Un juge impose l’obligation de fidélité aux pacsés

L’adultère est pourtant de moins en moins évoqué lors des divorces et n’est plus un délit

Son homme le trompe, malgré le pacs qui les unit. Jean se rebiffe, s’adresse au tribunal et demande que soit dressé un constat d’adultère. Un document qu’il compte utiliser plus tard, pour mieux casser son pacs et réclamer dommages et intérêts. Le 5 juin

Dans son ordonnance, rendue publique dans Libération jeudi 20 février, le juge s’explique : « Il découle (…) du code civil une obligation de vie commune entre partenaires du pacs »; cette obligation « commande de sanctionner toute forme d’infidélité » ; le manquement à cette obligation « justifie une procédure en résiliation de pacs aux torts du partenaire fautif » . Une première juridique. « Une décision pour le moins surprenante, selon l’ancien député Jean-Pierre Michel (ex-MDC), l’un des fondateurs du pacs. Dans l’esprit de la loi, il n’y a aucune obligation de fidélité. » Les pacsés peuvent rompre leur contrat par simple lettre recommandée, adressée au tribunal.

Me Xavier Labbée, avocat du requérant et directeur de l’Institut du droit et de l’éthique à l’université de Lille-II, estime que « toute vie de couple suppose fidélité » : « Si les homosexuels ont réclamé un statut, ce n’est pas seulement pour pouvoir acheter des biens en commun, c’est pour pouvoir s’engager. Or l’engagement, c’est la fidélité. » Pour rendre sa décision, le juge lillois, François Barrois, s’est appuyé sur une analyse du Conseil constitutionnel de 1999 : pour les sages, la « vie commune » inscrite dans la loi sur le pacs doit être entendue comme une « vie de couple » . Or selon M. Barrois, cette dernière implique une communauté de lit. Il a donc inventé l’adultère des pacsés.

Une décision paradoxale, à l’heure où l’adultère est de moins en moins évoqué dans les divorces. Depuis vingt-huit ans déjà, il n’est plus rangé parmi les infractions pénales. Sa gravité est laissée à l’appréciation du juge. « A Paris, il est même devenu difficile d’obtenir qu’un magistrat fasse établir un constat d’adultère , précise Me Caroline Mécary, spécialiste du droit des homosexuels.
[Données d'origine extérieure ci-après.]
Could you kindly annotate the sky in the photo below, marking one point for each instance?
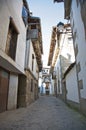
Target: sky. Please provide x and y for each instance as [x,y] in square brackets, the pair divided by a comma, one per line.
[50,14]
Pourquoi l’introduire dans les procédures de ruptures de pacs ? Cette décision est simplement réactionnaire. » Jeudi, l’Interassociative lesbienne, gaie, bi et trans, organisatrice de la Gay Pride, a dénoncé une décision « fantaisiste » fondée sur « la préhistoire du droit civil » . La portée juridique de l’ordonnance devrait d’ailleurs rester limitée.

Mais Jean-Pierre Michel s’interroge sur les intentions du magistrat lillois : « Les juristes critiquent le pacs depuis le début, affirmant que ce texte est mal ficelé. Le juge veut probablement montrer par l’absurde qu’il est difficile de l’appliquer. » La droite a toujours regretté le manque de « sécurité juridique » propre à ce type de contrat. En 1999, elle avait souligné la facilité avec laquelle les pacs peuvent être rompus et dénoncé la mise en place d’un système de « répudiation » . A certains, la décision du magistrat lillois peut donc apparaître comme un début de réponse.

« Dans la plupart des cas, les ruptures se sont effectuées en douceur , déclare pourtant Me Mécary. Tout simplement parce que les couples sont souvent sans enfant et sans gros patrimoine. » Entre 1999 et 2002, environ 4 600 pacs (sur 65 000 signés) ont été dissous. A Lille, Me Labbé a perdu contact avec son client, sans savoir s’il a finalement cassé son contrat. De son côté, la mairie de la ville a décidé d’offrir des cérémonies aux pacsés. Première prévue le 21 mars.